Details can be found at: "Arquivo Souza Costa, CPDOC-FGV, pasta indexada como SC1934.03.15" in the Brazilian Archives.
Just mentioning that putting that search key into Google will point you to a 2020 PhD Thesis on Brazilian military shipbuilding, named "Construir navios é preciso, desistir não é preciso: a construção naval militar brasileira nas décadas de 1930 e 1940" ('Building ships is needed, giving up isn't needed: Brazilian military shipbuilding in the 1930s and 1940s'), which should give you plenty of information on that topic, as it is a 429-page thesis; it will take a while to fully digest the information. As for the folder itself, one will have to run through some hooops with the National Archive to get to it.
Read the relevant pages today. BTW, the "pasta indexada como SC1934.03.15" is a folder with many(some 600) documents of the Brazilian Finance Ministry regarding how to fund those ships.

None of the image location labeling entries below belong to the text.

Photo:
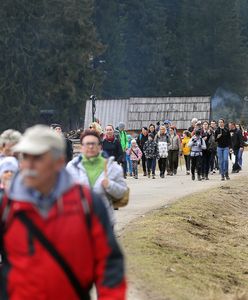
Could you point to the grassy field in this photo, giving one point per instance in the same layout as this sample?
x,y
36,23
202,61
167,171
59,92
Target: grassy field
x,y
196,249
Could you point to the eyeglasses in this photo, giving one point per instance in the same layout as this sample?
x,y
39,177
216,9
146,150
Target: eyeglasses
x,y
89,144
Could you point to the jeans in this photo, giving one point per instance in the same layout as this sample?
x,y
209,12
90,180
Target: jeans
x,y
223,159
129,164
173,160
162,165
206,156
143,158
124,164
240,160
135,167
187,162
151,165
196,164
236,166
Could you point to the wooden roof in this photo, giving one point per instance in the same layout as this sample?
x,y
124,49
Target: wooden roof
x,y
138,112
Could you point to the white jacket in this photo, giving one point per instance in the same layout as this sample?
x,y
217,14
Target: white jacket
x,y
117,184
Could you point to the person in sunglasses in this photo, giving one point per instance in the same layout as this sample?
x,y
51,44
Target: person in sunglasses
x,y
103,175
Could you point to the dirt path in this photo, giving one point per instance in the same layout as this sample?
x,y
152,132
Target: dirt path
x,y
148,194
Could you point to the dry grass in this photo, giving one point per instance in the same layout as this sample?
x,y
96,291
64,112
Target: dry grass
x,y
196,249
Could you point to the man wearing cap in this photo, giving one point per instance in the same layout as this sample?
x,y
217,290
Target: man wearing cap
x,y
124,145
8,139
141,139
69,148
56,238
8,167
167,124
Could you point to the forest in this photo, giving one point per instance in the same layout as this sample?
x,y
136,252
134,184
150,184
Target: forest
x,y
56,53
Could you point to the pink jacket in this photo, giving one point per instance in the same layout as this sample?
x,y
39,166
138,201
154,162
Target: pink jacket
x,y
131,151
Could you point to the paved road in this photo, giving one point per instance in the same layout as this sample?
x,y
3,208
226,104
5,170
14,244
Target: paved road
x,y
148,194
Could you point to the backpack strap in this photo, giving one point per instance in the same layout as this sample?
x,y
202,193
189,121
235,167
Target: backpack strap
x,y
36,232
83,293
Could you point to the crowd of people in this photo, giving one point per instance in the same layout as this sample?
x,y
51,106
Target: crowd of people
x,y
57,213
56,222
205,146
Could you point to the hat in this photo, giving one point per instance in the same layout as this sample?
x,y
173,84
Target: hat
x,y
40,139
121,125
10,136
55,125
8,163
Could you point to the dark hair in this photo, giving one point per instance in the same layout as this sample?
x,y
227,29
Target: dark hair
x,y
110,126
88,132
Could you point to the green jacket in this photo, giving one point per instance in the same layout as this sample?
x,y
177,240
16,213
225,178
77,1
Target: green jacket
x,y
123,140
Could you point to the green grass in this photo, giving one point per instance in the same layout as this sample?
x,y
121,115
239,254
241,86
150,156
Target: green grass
x,y
196,249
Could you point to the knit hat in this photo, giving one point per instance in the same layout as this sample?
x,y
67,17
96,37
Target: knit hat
x,y
121,125
8,163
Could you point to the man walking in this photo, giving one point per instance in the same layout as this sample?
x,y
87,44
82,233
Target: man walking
x,y
142,138
56,236
223,139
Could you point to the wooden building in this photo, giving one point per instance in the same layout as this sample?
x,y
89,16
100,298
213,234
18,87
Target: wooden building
x,y
138,112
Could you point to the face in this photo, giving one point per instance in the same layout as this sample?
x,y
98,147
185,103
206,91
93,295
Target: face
x,y
171,131
144,132
162,130
6,177
7,149
221,123
90,146
109,131
205,126
58,129
213,124
39,171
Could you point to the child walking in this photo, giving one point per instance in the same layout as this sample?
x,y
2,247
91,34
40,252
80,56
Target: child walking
x,y
186,150
151,153
135,155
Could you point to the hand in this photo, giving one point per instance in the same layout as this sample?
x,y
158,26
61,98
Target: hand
x,y
105,183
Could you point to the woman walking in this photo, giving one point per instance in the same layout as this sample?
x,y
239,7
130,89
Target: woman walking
x,y
135,155
89,169
186,150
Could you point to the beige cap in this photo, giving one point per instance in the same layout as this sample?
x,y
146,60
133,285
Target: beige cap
x,y
40,139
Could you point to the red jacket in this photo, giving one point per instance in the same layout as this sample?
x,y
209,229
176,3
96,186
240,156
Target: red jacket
x,y
29,272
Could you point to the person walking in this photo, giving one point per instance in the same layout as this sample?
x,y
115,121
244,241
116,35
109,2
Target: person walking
x,y
173,154
197,144
69,147
152,154
128,158
56,238
213,148
135,155
162,140
111,145
186,150
141,140
237,145
89,169
223,139
124,145
206,153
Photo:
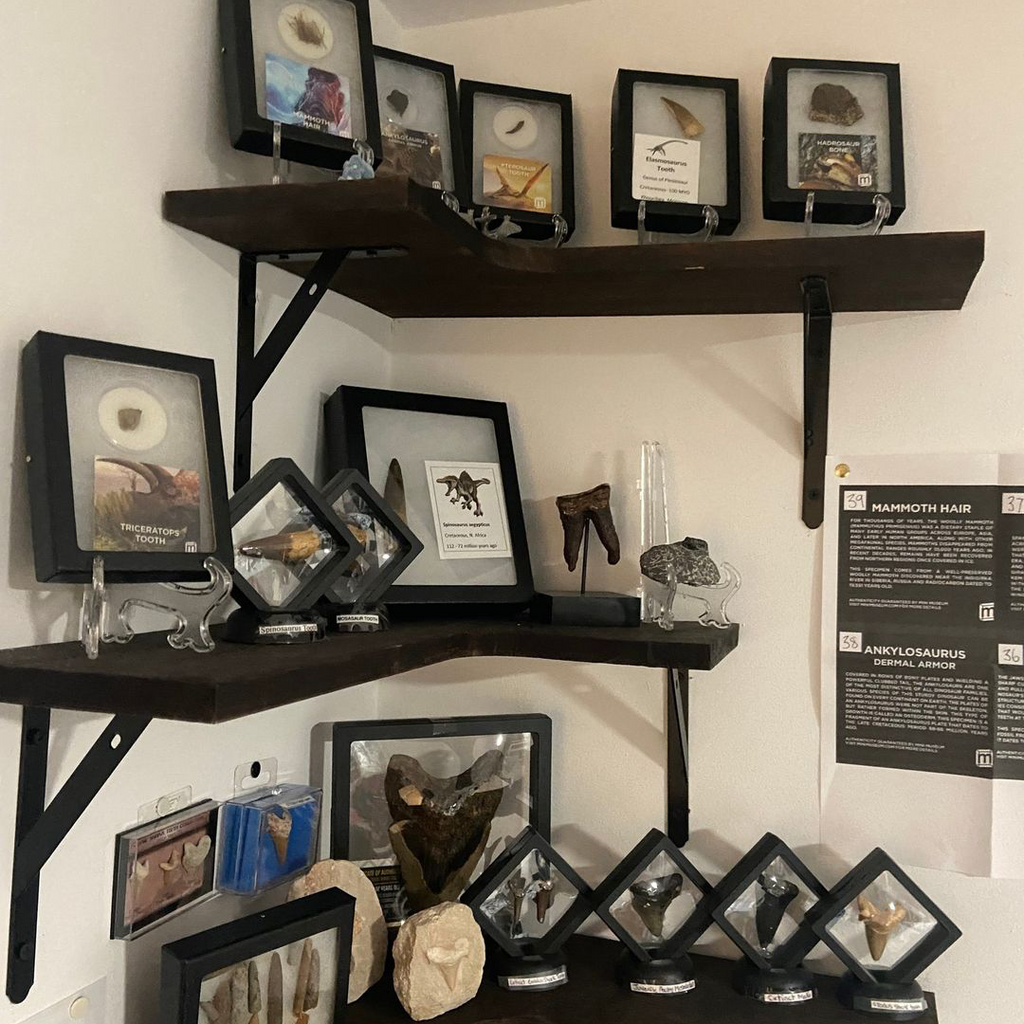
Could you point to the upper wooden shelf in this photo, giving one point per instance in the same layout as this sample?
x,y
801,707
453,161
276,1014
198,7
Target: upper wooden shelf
x,y
450,269
147,678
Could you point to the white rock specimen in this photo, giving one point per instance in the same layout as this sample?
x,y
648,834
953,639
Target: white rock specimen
x,y
369,929
438,961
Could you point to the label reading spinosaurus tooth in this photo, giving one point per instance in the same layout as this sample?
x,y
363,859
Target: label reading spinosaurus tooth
x,y
469,514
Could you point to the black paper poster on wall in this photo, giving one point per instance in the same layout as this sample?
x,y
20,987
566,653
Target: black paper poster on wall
x,y
930,629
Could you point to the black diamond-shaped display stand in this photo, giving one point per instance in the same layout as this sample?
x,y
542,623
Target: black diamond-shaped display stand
x,y
890,992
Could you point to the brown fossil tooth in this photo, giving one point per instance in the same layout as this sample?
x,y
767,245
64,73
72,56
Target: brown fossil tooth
x,y
296,546
688,124
129,419
879,924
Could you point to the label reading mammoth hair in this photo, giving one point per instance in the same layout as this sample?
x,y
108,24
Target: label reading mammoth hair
x,y
468,504
140,506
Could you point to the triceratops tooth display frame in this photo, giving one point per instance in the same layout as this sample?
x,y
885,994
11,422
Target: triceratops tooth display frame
x,y
424,805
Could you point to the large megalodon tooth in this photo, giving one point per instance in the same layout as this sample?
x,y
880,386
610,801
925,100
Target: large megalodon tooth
x,y
776,894
880,923
652,897
687,559
440,825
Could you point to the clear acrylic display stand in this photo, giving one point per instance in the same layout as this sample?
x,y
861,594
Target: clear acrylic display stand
x,y
107,611
706,233
883,209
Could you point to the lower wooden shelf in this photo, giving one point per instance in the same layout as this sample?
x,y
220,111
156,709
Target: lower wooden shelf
x,y
592,996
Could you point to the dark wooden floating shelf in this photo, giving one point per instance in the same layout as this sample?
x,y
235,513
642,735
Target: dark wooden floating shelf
x,y
446,268
593,996
147,678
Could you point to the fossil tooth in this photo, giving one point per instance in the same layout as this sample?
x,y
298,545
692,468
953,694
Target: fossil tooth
x,y
129,419
398,101
302,981
280,827
543,898
652,897
394,489
275,992
776,895
449,960
311,999
835,103
688,124
880,923
588,507
440,825
295,546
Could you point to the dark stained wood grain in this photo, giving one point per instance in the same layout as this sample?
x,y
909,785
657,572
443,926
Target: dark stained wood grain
x,y
593,997
146,677
451,270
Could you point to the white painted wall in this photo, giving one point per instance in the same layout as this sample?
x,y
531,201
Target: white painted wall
x,y
109,107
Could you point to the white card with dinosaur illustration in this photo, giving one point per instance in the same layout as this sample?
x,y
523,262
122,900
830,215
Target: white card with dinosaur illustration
x,y
468,504
666,170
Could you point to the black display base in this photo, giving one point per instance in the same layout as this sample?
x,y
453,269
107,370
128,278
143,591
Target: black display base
x,y
886,999
775,984
248,626
528,974
656,977
571,608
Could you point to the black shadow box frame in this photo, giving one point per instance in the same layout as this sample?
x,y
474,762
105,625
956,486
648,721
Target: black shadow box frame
x,y
343,734
186,963
285,472
253,133
536,226
782,203
352,479
678,217
525,843
939,939
346,446
57,555
792,952
461,190
627,871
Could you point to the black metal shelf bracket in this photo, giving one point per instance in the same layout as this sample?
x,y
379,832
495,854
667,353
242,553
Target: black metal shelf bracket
x,y
817,356
254,368
39,828
678,759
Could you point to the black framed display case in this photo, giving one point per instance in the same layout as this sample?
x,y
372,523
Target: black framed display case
x,y
675,143
448,467
290,962
421,135
125,461
656,903
528,902
762,905
519,145
289,548
385,545
497,766
835,128
308,67
886,930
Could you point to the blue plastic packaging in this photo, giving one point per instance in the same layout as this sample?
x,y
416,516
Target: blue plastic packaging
x,y
267,838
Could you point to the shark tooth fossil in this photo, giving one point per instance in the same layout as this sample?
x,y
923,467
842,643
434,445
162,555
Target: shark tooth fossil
x,y
294,546
776,894
688,559
280,828
880,923
688,124
440,825
652,897
589,507
449,961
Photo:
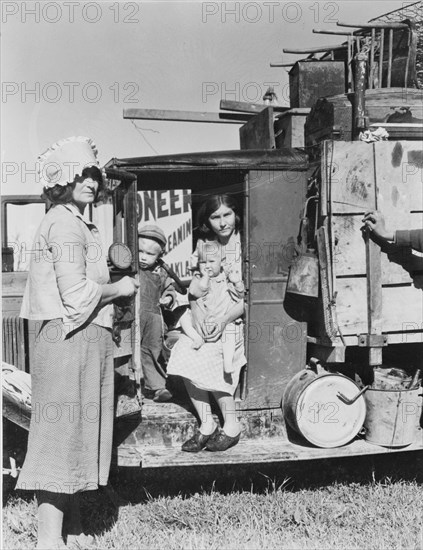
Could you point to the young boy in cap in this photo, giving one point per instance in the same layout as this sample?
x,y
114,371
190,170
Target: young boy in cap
x,y
155,288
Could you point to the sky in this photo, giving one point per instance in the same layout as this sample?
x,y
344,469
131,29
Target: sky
x,y
71,68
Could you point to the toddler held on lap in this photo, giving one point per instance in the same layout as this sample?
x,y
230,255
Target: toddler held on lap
x,y
212,294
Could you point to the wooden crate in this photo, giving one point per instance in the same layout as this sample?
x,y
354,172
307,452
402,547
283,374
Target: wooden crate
x,y
358,177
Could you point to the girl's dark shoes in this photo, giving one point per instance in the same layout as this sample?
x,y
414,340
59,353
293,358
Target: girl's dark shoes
x,y
221,442
80,542
198,441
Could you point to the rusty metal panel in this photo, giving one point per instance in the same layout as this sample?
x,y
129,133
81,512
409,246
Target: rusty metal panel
x,y
276,331
310,80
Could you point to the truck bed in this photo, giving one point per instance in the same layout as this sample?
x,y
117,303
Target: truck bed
x,y
155,437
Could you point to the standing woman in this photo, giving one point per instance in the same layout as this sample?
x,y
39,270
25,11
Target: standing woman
x,y
202,369
70,296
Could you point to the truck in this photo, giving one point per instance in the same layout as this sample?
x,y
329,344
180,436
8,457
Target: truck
x,y
320,293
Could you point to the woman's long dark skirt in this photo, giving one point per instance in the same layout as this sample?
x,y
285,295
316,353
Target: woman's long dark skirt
x,y
70,436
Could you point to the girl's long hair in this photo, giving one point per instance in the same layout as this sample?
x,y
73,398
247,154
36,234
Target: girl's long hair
x,y
210,205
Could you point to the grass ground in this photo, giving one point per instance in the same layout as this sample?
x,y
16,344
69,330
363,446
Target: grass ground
x,y
362,502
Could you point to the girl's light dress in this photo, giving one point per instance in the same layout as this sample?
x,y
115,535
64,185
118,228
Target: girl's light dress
x,y
205,367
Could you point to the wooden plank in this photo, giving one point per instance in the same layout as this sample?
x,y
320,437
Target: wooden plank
x,y
185,116
316,49
244,107
402,308
258,133
251,451
349,251
348,166
374,296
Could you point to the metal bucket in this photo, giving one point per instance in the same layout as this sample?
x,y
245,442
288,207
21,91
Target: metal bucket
x,y
324,408
392,416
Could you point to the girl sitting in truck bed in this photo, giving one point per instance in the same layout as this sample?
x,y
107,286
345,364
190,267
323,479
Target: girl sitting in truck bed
x,y
203,369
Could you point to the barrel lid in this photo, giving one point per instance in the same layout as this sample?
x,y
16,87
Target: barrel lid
x,y
323,418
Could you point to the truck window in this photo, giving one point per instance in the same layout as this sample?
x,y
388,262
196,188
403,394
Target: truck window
x,y
21,223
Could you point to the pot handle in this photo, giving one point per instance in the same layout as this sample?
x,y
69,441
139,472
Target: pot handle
x,y
347,401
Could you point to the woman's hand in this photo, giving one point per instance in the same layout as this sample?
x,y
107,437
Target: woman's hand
x,y
123,289
127,287
375,222
213,328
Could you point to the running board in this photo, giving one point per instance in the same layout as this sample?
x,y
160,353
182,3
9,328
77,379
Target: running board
x,y
249,451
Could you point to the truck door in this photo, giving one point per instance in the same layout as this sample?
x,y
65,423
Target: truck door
x,y
276,337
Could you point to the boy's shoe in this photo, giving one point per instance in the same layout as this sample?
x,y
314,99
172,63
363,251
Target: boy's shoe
x,y
162,395
221,442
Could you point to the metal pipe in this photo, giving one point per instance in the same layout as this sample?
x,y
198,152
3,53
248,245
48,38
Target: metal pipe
x,y
381,46
391,40
381,25
359,101
372,61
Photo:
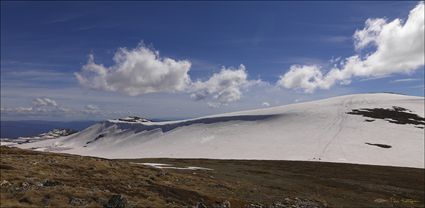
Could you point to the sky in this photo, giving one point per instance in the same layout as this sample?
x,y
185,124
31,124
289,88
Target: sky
x,y
170,60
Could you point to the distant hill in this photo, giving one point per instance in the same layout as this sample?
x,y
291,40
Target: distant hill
x,y
378,129
14,129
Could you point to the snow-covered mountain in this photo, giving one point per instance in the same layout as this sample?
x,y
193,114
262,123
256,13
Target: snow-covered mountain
x,y
379,129
52,134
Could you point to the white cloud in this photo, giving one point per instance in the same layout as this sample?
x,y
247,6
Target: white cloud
x,y
224,87
404,80
40,102
135,72
91,109
399,48
265,104
141,71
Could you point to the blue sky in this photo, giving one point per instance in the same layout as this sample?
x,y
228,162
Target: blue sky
x,y
44,43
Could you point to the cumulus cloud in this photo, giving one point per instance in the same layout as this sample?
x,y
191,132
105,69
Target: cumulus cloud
x,y
265,104
135,72
91,109
141,70
398,47
39,102
224,87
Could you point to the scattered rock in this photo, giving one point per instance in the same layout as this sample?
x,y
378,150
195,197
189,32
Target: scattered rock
x,y
25,199
379,200
116,201
76,201
5,183
225,204
51,183
200,205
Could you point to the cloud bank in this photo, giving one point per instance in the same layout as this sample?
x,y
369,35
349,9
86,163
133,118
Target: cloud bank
x,y
397,47
224,87
141,70
135,72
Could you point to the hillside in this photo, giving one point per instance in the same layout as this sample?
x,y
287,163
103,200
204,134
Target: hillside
x,y
39,179
380,129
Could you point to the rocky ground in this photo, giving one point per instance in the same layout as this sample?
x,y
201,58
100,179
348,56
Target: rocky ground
x,y
38,179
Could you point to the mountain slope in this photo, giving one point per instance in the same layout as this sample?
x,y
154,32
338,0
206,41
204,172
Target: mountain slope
x,y
380,129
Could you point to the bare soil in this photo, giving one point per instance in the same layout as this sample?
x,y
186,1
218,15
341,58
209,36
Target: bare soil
x,y
39,179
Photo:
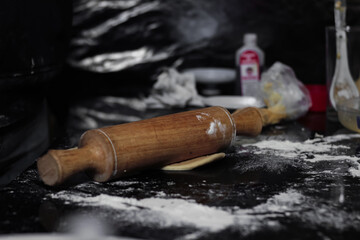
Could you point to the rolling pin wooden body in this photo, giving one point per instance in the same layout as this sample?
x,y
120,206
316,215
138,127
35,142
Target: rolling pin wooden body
x,y
114,151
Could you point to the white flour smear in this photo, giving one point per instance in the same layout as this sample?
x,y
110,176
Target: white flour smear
x,y
162,212
315,150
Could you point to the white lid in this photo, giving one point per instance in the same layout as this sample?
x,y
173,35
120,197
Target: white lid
x,y
250,38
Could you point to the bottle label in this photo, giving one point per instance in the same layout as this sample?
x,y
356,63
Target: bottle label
x,y
249,72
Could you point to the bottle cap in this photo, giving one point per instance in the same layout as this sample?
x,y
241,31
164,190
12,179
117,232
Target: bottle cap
x,y
250,38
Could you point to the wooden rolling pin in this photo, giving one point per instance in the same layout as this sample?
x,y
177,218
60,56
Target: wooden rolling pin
x,y
115,151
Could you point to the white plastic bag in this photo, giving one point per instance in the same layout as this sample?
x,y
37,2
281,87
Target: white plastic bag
x,y
282,90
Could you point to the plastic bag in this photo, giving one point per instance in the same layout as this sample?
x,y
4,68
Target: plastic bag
x,y
281,89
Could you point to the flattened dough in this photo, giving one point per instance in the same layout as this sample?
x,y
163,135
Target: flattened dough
x,y
194,163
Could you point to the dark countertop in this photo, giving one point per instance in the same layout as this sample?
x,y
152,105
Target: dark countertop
x,y
254,193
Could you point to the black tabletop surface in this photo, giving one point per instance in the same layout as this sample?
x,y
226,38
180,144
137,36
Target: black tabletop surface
x,y
297,180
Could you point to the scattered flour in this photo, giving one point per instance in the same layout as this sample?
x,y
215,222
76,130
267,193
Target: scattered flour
x,y
175,212
314,150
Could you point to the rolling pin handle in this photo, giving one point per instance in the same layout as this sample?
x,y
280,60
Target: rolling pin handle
x,y
248,121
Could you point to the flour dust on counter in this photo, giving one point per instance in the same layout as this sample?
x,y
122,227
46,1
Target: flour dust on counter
x,y
319,149
202,220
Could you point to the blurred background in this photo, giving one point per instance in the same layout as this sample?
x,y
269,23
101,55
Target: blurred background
x,y
55,54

Some more details on the 1932 Plan:
- Cruisers, as stated before, were supposed to displace 8,500 T and have 6 *-inch guns;
- Destroyers were as stated by COLDOWN;
- 4 of the submarines were to displace around 900 T and have 8 torpedo tubes and a 4-inch gun, while the other 2 were to displace up to 800 T and carry 42 mines(as well as lighter armament than the other submarines);
- Brazil negotiated the purchase of ships with Great Britain, the USA and Italy, mainly;
- The Italians wanted to receive money(pounds sterling, I assume), instead of doing something like the Aski Mark scheme the Germans did when dealing with Brazil, so Brazil only bought submarines from them;
- US negotiations started with Brazil trying to get
Omaha-class cruisers(the thesis says 'up to 10 cruisers of the class', so Brazil was going for the whole class - wonder how they would crew them). That plan didn't go through, for many reasons, including the fact the US Navy decided to keep them in service. Roosevelt offered, as compensation, the lease of 6
Wickes/
Clemson-class DDs; when that plan became public, it faced opposition from the US Congress, Argentina and Britain;
- As a result(as already widely-known), Brazil bought the plans for
Mahan-class DDs, to be built in Brazil, and 6 British H-class DDs. Many in the Brazilian Navy thought building a simpler design(like the H-class being built in the UK) would be more suited for construction in Brazil, something that(with the acquisition of the Brazilian destroyers by the British) would lead to the A-class DDs that would later be built.